Westerners do not know best! Westerners do not have the monopoly on righteous legislating and freedom. The very fact that Westerners felt the need to “teach” Iran a lesson in freedom and democracy by promoting breaking its laws stand testimony to Western arrogance.

As a Westerner I actually feel ashamed. Breaking the law … any law is not something to brag about. It is not something we should “trend” on social media, let alone help promote or encourage.

In the light of the furious debate Western politicians and officials have carried over the Muslim headscarf, and how Muslim women should be MADE to take it off as not to upset Western morality, I would kindly invite everyone to take a page of their own book.

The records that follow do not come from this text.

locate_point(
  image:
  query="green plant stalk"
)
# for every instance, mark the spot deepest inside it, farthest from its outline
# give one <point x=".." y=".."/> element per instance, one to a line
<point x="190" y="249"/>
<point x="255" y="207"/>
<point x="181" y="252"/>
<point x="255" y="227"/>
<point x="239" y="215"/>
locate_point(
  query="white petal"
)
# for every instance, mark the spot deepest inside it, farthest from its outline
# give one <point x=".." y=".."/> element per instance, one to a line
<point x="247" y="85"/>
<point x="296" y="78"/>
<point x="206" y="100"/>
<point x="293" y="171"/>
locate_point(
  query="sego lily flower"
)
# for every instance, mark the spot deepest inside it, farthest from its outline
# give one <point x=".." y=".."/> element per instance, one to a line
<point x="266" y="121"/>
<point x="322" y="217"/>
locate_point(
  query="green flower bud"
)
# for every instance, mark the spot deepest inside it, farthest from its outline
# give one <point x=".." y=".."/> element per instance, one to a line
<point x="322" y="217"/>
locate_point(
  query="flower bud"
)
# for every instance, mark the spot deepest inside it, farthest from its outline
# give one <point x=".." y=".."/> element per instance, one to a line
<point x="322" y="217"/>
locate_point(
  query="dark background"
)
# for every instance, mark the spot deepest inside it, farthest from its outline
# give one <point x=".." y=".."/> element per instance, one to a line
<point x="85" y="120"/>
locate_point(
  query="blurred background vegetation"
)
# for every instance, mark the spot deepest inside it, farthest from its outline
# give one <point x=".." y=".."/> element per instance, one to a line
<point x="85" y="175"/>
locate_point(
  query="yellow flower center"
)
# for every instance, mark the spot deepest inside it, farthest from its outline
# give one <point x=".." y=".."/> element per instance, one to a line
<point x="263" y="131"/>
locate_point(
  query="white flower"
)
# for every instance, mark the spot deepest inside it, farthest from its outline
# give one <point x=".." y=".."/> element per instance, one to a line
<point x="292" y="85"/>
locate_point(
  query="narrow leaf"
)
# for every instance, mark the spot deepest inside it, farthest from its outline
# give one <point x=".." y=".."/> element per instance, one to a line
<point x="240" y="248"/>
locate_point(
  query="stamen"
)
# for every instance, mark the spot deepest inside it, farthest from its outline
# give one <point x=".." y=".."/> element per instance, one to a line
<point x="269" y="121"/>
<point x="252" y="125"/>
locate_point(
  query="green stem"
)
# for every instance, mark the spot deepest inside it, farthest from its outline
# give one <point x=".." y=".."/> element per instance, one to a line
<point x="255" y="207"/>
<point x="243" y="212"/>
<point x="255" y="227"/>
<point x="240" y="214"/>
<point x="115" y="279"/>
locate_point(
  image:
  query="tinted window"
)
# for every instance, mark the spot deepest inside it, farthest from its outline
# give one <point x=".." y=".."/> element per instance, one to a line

Who are you to weigh in on Iranian law? Who are you to weigh in on a matter which does not concern you in the slightest? Such a display of ethno-centrism is truly sickening, and a little bit chauvinistic.

Do women really need saving from a piece of clothing? Don’t we have enough crises in the world that we have to pick that particular subject matter and turn it into a crusade?

Please ….

Courtesy of Facebook campaigners are calling on female tourists visiting the country to post pictures of themselves removing their headscarf.

I would say this: If it bothers you that much then don’t travel to Iran.

The campaign is the work of My Stealthy Freedom, an online movement which is no stranger to this particular act of defiance. According to the BBC this campaign came in response to the plight of a group of female crew members at a French airline.

When it was announced that Air France would begin flying into Tehran after an eight-year hiatus, a number of the female crew demanded the right to opt-out of working on the new route. Why? Well many objected to an internal memo asking them to wear a hijab when disembarking the plane in the Iranian capital.

The crew members have now won the battle. On Monday Air France announced it would allow its female staff to be reassigned to other flights, should they not wish to fly to Iran.

Coming from France we should not be surprised. It’s the hypocrisy that gets me though … that and a misplaced sense of colonial superiority. While all should bow to Western law, Westerners cannot stomach other nation’s legislation? And that’s something to be proud about?

That’s something we should all support? WHY?!

If Air France flight attendants feel so strongly about wearing a head scarf then by all means stay away, but don’t impose your psychosis on other people, and do not try to rebrand racism into a form of feminism.

I don’t recall Iranian women calling on France to save them from their garments.

But here is where I get downright angry.

Along with their pictures the women sent in messages of support for women in Iran. “Your government tries to keep you little in the name of God! They try to keep you silent, but you have so much to say!” wrote one. “It’s a pity that not only these amazing people, but also tourists like me are having the mandatory hijab imposed. I am annoyed that I can’t express myself truly,” said another

Another woman posted a picture of herself with the caption: “‪Iran is beautiful and Iranian people are wonderful. Great hospitality and a strong desire for freedom and peace. Wearing the compulsory hijab gave me a terrible feeling of slavery. I didn’t feel free to be what I am, which is horrible. For me, it was only 22 days of my life. For you, you always have to wear it!”


Can someone please explain how covering one’s hair belittles women in the eyes of God when He commanded women to follow in such fashion? Or is it that the West now speaks for and instead of God.

And that word: freedom. Freedom indeed if your definition of it is tied up to the amount of clothing on your back … or lack of really. Because let’s be honest, it is not the headscarf which bothers anyone, but rather the idea that women could choose modesty over hyper-sexuality.

Your so-called freedom actually is the objectification of women. Is a woman worth determined by her clothing? Because such is your underlying message … even of you cannot appreciate it yourself.

What Islam offers is true spiritual emancipation.

So spare us your help, no one asked for it. More importantly Iran did not ask for it.